Note: The number of drugs is reported based on the PSets' unique drug IDs (Supplementary Data).
*Cell lines are directly obtained from the Cell Broad-Novartis Cancer Cell Line Encyclopedia (CCLE) project. Molecular profiles are accessible from CCLE dataset on ORCESTRA (https://orcestra.ca/pset/10.5281/zenodo.3905462).
**19 out of 499 original cell lines failed the STR fingerprinting comparison tests and were not included in the PSet.
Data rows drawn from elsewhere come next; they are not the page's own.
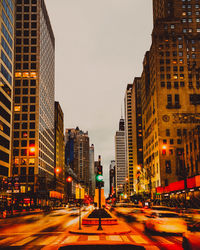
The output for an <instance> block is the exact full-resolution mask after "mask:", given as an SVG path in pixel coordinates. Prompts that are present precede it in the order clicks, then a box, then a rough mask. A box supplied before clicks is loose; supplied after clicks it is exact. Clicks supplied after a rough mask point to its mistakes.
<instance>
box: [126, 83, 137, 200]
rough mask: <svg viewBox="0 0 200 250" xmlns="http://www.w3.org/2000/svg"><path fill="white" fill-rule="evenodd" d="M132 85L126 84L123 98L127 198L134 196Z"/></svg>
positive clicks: (132, 108) (132, 109)
mask: <svg viewBox="0 0 200 250" xmlns="http://www.w3.org/2000/svg"><path fill="white" fill-rule="evenodd" d="M132 89H133V84H128V85H127V88H126V93H125V98H124V108H125V145H126V166H127V178H128V197H130V196H132V195H133V194H134V191H135V190H134V165H133V139H134V138H133V125H134V126H135V124H134V122H135V118H134V113H133V100H132Z"/></svg>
Figure 1.PharmacoDB 2.0 overview. (A) The new version of PharmacoDB includes updated and new large-scale pharmacogenomic datasets. The web-application contains enriched annotations for drugs and cell lines via connectivity to external databases. PharmacoDB 2.0 includes new analytical methods for tissue-specific and pan-cancer biomarker discovery. The new web-interface ensures scalability and simplifies maintenance. PharmacoDB 2.0 is made fully reproducible through the use of the ORCESTRA platform and automated data ingestion pipelines. (B) Bar plots showing previous (Version 1) and current (Version 2) database statistics.
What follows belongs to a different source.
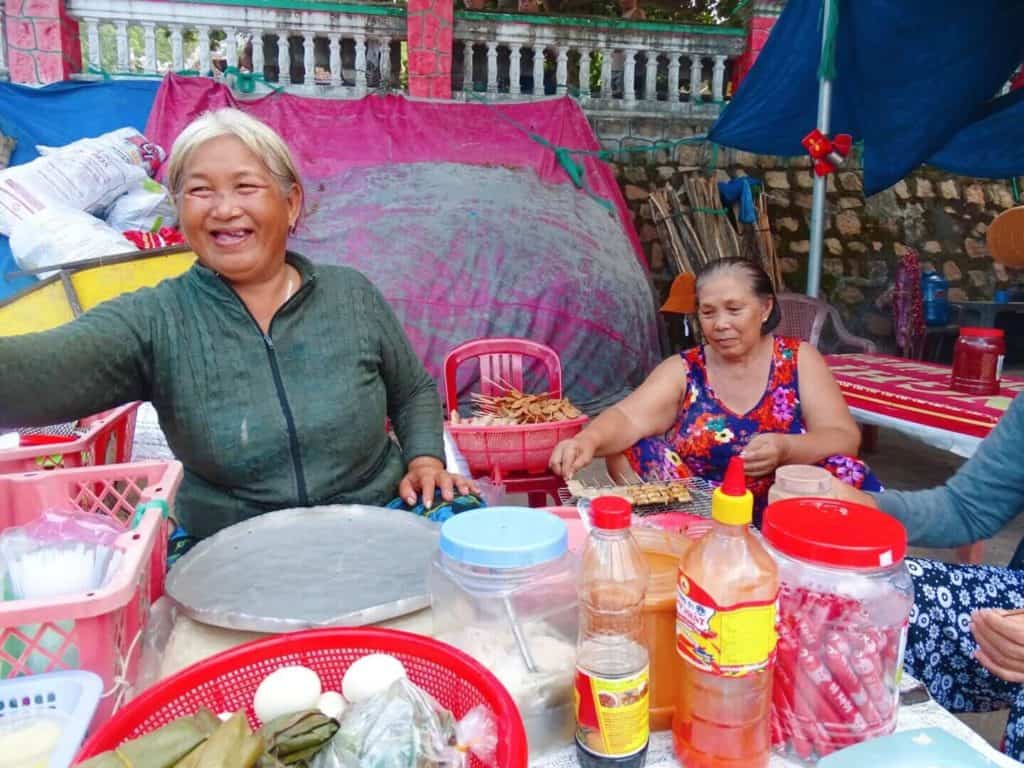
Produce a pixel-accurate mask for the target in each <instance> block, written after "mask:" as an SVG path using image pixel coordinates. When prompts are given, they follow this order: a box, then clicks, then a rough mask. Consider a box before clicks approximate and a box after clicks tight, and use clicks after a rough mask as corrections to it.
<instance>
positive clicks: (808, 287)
mask: <svg viewBox="0 0 1024 768" xmlns="http://www.w3.org/2000/svg"><path fill="white" fill-rule="evenodd" d="M822 5H823V6H824V10H823V11H822V14H821V47H822V52H823V49H824V42H825V35H827V34H828V25H829V20H830V16H831V3H830V2H829V1H828V0H824V1H823V3H822ZM830 123H831V80H824V79H821V80H819V81H818V130H819V131H821V133H823V134H824V135H825V136H827V135H828V132H829V130H830V128H831V126H830V125H829V124H830ZM827 184H828V177H827V176H815V177H814V188H813V198H812V200H811V253H810V256H809V257H808V259H807V295H808V296H813V297H815V298H816V297H817V295H818V291H819V288H820V286H821V248H822V246H823V244H824V237H825V193H826V191H827V188H828V187H827Z"/></svg>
Figure 2.Computational processing pipeline of raw pharmacogenomic data for ingestion into PharmacoDB. Different panels show the process of ingesting public datasets into PharmacoDB 2.0. The first panel highlights the sources of the newly added datasets, while the subsequent panels highlight the tools and technologies used for Data Processing and Standardization, Data Ingestion and Annotation, and for building the PharmacoDB 2.0 web app itself.
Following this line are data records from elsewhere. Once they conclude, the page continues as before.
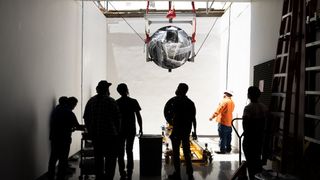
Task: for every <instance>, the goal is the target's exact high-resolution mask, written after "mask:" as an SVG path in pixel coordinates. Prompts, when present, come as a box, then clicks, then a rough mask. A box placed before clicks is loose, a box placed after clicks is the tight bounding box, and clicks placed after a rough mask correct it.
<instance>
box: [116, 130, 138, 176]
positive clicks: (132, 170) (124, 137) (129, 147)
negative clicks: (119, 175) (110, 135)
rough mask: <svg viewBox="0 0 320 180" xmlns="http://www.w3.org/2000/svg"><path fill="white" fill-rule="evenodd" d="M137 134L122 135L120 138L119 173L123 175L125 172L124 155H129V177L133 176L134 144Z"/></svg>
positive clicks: (128, 168)
mask: <svg viewBox="0 0 320 180" xmlns="http://www.w3.org/2000/svg"><path fill="white" fill-rule="evenodd" d="M134 138H135V134H132V135H122V136H121V137H120V141H119V142H120V144H119V157H118V165H119V173H120V175H123V174H124V172H125V170H124V169H125V163H124V153H125V152H126V154H127V173H128V175H129V176H130V175H132V171H133V166H134V164H133V143H134Z"/></svg>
Figure 3.Visualization of tissue-specific drug–response and gene–drug associations. (A) Drug response (AAC) of Dabrafenib across various tissues from all datasets. (B) Differential sensitivity of skin cell lines to Dabrafenib; cell lines and datasets of interest can be highlighted in the plot by checking the boxes. (C) Forest plot of Pearson correlations between Lapatinib response and ERBB2 expression in breast tissue. Data from RNA sequencing is shown here. The significant associations (FDR < 0.05 and pearson correlation coefficient, r > 0.7) is highlighted in bright pink. (D) Manhattan plot showing the association of copy number alterations with Lapatinib response in all datasets and across all tissue types, with ERBB2 highlighted. The genomic coordinates are displayed on the x-axis, and negative logarithm of the association P-value is displayed on the y-axis. The different colors of each block show the extent of each chromosome.